Еще в 1520 г. в статье «О свободе христианина» Лютер пытался провести резкое размежевание «прав духа» и «прав плоти». Разум и веру, утверждал он, никто не должен стеснять, и духовному диктатору народ вправе ответить сопротивлением. Однако к «угнетению плоти», т. е. к тяготам материальным христиане обязаны относиться со смирением, как бы оплачивая этим свободу совести и веры.
Для крестьян важна была прежде всего точная фиксация по Писанию их прав и обязанностей по отношению к светским и духовным господам. Там, где Библия, казалось бы, подкрепляла требования крестьян, они ссылались на нее, а тем самым на божественное право, как оно определялось Лютером. В этом отношении Крестьянская война отличалась от многочисленных крестьянских волнений позднего средневековья, участники которых желали только восстановления «старого доброго права».
Повстанческие петиции — иногда решительные, иногда умеренные — поначалу носили местный характер. Однако в начале марта 1525 г. в Меммингене на съезде руководителей шести швабских отрядов был принят документ, который быстро распространился по всей Германии. В программе, известной под названием «Двенадцати статей», крестьянские вожди, во-первых, обобщили локальные повстанческие требования, а во-вторых, попытались обосновать их авторитетом Священного Писания. «Двенадцать статей» были документом умеренным и сдержанным. В его преамбуле говорилось, что составители хотели бы снять с крестьян обвинение в бунтарстве и бесчинствах. Повстанцы рады были бы, если бы господа пошли им навстречу, и все было бы решено мирными средствами.

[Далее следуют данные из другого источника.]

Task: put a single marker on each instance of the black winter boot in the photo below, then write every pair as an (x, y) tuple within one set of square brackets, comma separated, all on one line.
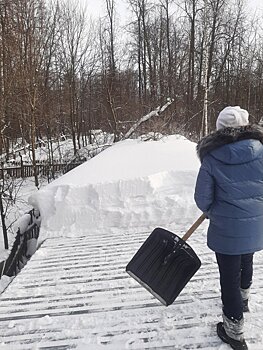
[(235, 344), (245, 306)]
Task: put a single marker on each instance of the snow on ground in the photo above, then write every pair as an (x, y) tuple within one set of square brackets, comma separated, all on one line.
[(76, 289), (129, 186)]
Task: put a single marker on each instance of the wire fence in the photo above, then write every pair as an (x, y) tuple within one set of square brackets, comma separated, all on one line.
[(41, 169)]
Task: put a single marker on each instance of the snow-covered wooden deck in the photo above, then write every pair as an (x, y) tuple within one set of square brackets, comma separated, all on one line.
[(75, 294)]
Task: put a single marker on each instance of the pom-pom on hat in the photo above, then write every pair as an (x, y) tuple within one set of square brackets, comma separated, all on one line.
[(232, 117)]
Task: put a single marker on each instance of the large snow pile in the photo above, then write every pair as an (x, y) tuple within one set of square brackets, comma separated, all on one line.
[(131, 185)]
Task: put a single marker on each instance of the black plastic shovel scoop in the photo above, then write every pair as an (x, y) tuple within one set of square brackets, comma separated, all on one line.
[(165, 263)]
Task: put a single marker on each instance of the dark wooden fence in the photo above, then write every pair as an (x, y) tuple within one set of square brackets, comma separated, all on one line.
[(42, 169)]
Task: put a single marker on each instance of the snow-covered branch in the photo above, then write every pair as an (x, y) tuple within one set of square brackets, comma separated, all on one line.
[(159, 110)]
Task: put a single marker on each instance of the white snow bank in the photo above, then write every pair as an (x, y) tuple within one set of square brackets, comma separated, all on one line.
[(131, 184)]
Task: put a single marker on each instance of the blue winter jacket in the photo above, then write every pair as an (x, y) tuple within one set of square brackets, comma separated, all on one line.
[(229, 188)]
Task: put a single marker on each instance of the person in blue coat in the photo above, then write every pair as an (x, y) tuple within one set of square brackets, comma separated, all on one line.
[(229, 189)]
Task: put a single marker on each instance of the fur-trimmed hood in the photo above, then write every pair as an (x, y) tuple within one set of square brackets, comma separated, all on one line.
[(226, 136)]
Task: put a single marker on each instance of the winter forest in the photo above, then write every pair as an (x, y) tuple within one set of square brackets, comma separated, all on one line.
[(63, 72)]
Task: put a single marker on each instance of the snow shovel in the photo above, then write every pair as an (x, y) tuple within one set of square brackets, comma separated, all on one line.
[(165, 263)]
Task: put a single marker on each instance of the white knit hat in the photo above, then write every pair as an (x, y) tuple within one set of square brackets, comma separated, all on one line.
[(232, 117)]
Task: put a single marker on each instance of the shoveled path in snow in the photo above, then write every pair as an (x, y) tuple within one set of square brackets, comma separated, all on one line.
[(75, 294)]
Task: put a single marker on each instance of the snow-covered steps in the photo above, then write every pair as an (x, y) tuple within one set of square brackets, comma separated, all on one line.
[(75, 294)]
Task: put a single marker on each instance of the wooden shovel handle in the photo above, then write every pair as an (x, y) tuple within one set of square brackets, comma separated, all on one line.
[(194, 227)]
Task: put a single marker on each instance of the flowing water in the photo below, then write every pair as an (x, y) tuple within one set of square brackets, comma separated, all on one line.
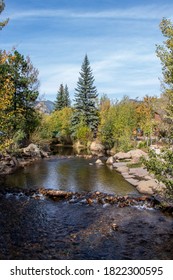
[(32, 228)]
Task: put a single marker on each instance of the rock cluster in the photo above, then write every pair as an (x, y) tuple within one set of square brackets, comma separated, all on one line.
[(137, 176), (9, 163)]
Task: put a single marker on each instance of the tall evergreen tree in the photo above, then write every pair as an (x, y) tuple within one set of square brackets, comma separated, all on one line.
[(85, 98), (67, 101), (62, 99), (59, 103), (2, 6)]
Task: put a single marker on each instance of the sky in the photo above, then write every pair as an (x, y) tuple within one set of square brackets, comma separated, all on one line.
[(119, 38)]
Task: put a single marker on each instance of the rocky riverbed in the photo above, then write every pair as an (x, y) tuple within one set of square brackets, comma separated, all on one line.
[(44, 228)]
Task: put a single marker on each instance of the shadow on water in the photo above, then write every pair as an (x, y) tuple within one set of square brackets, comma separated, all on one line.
[(46, 229), (70, 174)]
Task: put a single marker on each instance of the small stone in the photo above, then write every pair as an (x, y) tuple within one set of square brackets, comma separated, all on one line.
[(114, 227)]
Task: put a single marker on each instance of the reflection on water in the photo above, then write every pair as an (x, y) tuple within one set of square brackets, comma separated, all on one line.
[(72, 174)]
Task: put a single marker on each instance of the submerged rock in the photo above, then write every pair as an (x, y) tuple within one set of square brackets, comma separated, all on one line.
[(99, 162), (147, 187)]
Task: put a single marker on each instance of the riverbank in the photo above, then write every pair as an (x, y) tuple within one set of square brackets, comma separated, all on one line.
[(10, 162)]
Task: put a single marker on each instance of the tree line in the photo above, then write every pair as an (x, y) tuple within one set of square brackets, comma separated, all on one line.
[(116, 124)]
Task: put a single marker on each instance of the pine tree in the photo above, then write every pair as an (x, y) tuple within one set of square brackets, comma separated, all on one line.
[(59, 103), (2, 23), (67, 101), (62, 99), (85, 99)]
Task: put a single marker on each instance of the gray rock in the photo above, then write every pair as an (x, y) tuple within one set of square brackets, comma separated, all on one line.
[(148, 187), (139, 172), (132, 181), (110, 161), (97, 146), (122, 169), (99, 162)]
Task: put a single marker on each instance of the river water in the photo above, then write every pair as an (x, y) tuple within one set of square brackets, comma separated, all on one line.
[(32, 228)]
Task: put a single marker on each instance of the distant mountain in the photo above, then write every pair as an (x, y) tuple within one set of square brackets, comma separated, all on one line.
[(45, 107)]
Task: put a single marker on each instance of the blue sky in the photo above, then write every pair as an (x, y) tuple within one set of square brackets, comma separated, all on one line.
[(119, 38)]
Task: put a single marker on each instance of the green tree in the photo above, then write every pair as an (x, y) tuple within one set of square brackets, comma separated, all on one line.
[(67, 101), (2, 23), (162, 165), (62, 99), (165, 53), (23, 76), (85, 99), (117, 124)]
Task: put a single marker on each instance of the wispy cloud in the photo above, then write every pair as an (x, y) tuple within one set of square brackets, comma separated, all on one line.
[(135, 13), (120, 44)]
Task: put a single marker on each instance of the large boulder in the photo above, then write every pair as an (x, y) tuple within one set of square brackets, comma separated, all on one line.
[(32, 150), (122, 156), (99, 162), (110, 160), (147, 187), (131, 155), (97, 147), (137, 153)]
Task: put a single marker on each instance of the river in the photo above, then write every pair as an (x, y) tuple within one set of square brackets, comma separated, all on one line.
[(40, 228)]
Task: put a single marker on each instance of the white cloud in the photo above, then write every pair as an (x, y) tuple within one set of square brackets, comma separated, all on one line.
[(146, 12)]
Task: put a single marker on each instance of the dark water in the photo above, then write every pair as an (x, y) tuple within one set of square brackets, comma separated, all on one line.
[(71, 174), (32, 228)]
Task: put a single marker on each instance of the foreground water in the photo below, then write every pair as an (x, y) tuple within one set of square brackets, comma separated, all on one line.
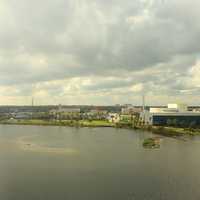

Всего за два месяца документ разошелся в количестве 25 тыс. экземпляров. В «Статьях» восставшие представляли себя верными последователями Священного Писания, которых нельзя поэтому осуждать как бунтарей. Как и в ряде аналогичных документов из других регионов, речь шла о непомерности и несправедливости различных поборов, о высоких налогах, о посягательствах господ на общинные права на пользование лесом и лугом и на занятие охотой и рыболовством, о праве крестьян избирать себе священника. Анализ «Статей» показывает, что, за исключением статьи об избрании священников и церковной десятине, все они касались аграрных проблем: требований относительно крепостной системы, вопросов охоты, рыболовства, использования лесов и альменды (общинное земельное владение), личных повинностей, судебной системы[40]. Это показывает, что в «Статьях» выражены интересы крестьян-собственников, а не малоземельных или совсем безземельных сельских слоев. Легитимную основу для отпора посягательствам на старые права крестьян они нашли в учении Лютера о божественном праве, сотворившем равными всех людей.
Обращает на себя внимание характер региона, охваченного Крестьянской войной. Это были территории с многочисленными городами и высокоразвитым ремеслом. В них существовало право единонаследия крестьянских наделов. Экономически это были самые процветающие области империи, где наиболее сильно сказывались относительное перенаселение, социальные последствия раннего капитализма, конфликт между сельским и промысловым хозяйствами. Поэтому и встает вопрос о причинах Крестьянской войны. Гюнтер Франц, автор монографии, посвященной этому событию, вышедшей еще в 1933 г., многократно переизданной и наиболее богатой в фактическом отношении, отвергал постановку вопроса об экономических причинах, считая, что на него вообще невозможно ответить. Он полагал, что это был конфликт между крестьянским стремлением к автономии и нарождающимся территориальным государством нового типа. В подтверждение Франц приводил многочисленные данные из источников, свидетельствующие о довольно зажиточном состоянии крестьянства на юго-западе Германии[41]. Эту интерпретацию во многом опровергла недавняя работа Петера Бликле, показавшая, что при внешней раздробленности крестьянская война была единым историческим явлением[42].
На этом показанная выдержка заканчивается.